How Hide maintains its high standards is down to almost military precision. Training is key and spec sheets are written down to the very last detail. Ahead of each service, tasters of mise en place are put up from each section for senior chefs to try, which Angus says means chefs already know if things are good or bad and have time to do something about it. As is the case in most Michelin-starred places, the à la minute (cooked to order) components for each dish are closely inspected as they hit the pass for plating. “When you’ve been cooking for as long as I and my senior team have you can usually tell something isn’t right just by looking.”

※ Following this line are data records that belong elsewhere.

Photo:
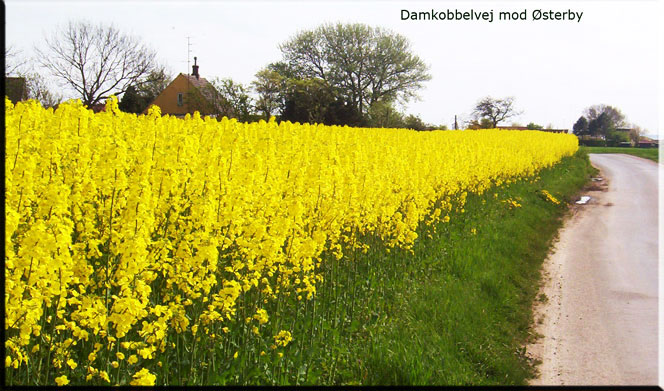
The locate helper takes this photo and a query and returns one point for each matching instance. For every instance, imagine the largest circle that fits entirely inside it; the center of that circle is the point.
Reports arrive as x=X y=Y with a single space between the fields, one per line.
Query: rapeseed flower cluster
x=142 y=246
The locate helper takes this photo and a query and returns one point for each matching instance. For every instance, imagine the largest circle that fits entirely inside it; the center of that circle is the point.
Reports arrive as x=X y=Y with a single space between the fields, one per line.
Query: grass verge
x=458 y=310
x=646 y=153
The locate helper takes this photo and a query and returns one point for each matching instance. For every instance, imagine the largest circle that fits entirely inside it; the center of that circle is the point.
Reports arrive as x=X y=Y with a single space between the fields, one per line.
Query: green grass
x=455 y=311
x=647 y=153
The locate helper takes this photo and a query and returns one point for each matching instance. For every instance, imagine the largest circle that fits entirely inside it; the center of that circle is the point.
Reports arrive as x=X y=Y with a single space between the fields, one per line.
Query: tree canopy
x=361 y=64
x=96 y=61
x=494 y=110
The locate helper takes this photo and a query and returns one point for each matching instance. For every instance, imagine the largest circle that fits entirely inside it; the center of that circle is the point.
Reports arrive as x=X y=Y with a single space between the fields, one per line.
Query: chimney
x=195 y=69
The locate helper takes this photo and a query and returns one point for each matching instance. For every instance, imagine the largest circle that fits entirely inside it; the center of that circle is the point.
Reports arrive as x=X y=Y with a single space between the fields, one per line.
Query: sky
x=554 y=69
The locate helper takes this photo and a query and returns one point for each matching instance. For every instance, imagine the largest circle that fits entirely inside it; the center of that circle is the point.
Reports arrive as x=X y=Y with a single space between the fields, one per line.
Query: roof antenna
x=195 y=69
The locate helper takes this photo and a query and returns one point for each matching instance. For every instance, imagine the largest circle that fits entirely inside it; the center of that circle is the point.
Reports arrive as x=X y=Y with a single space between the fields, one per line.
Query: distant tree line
x=605 y=125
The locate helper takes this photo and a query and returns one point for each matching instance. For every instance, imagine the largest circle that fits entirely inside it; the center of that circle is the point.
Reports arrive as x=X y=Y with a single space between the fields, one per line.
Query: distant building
x=186 y=94
x=16 y=89
x=647 y=142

Another secret to Hide’s success is the relative simplicity of its offer that stretches to only four core menus: breakfast, a la carte, set lunch and a tasting menu. At launch, Hide offered around a dozen menus including afternoon tea and a grazing menu, which Angus admits was a nightmare for ordering and mise en place and also meant the restaurant was in a perpetual service from the moment the doors opened until well into the night. “In the early days of Below I was in service for 17 hours. It just wasn’t sustainable. I was a right grumpy sod.”

Staying power
Another thing that sets Hide apart from most other large and frenetic central kitchens is low staff turnover in the upper ranks of the kitchen. The majority of Angus’ senior chefs have been at Hide since the early days of the business.
Having worked with Ollie for many years his style of food is very much my style of food. Hide is in my DNA
“Fundamentally, this is what makes delivering at this sort of volume possible. My head of departments have all been with me for at least five years and understand the standard that is required. I would be nothing without them,” says Angus, who puts the longevity of his senior team down to Chichvarkin and Fokina treating their staff well and the significant opportunity for skills building and career development that a kitchen like Hide affords.
Since the departure of Dabbous, Angus has sought to make his mark. “Every dish has been updated and there are new creations too. The challenge for me is that when Ollie was here, he was focused on the creative and I was focused on the delivery, but I now oversee both. My life is chaotic. It’s hard to find time for development but I love it. Having worked with Ollie for many years his style of food is very much my style of food. Hide is in my DNA.”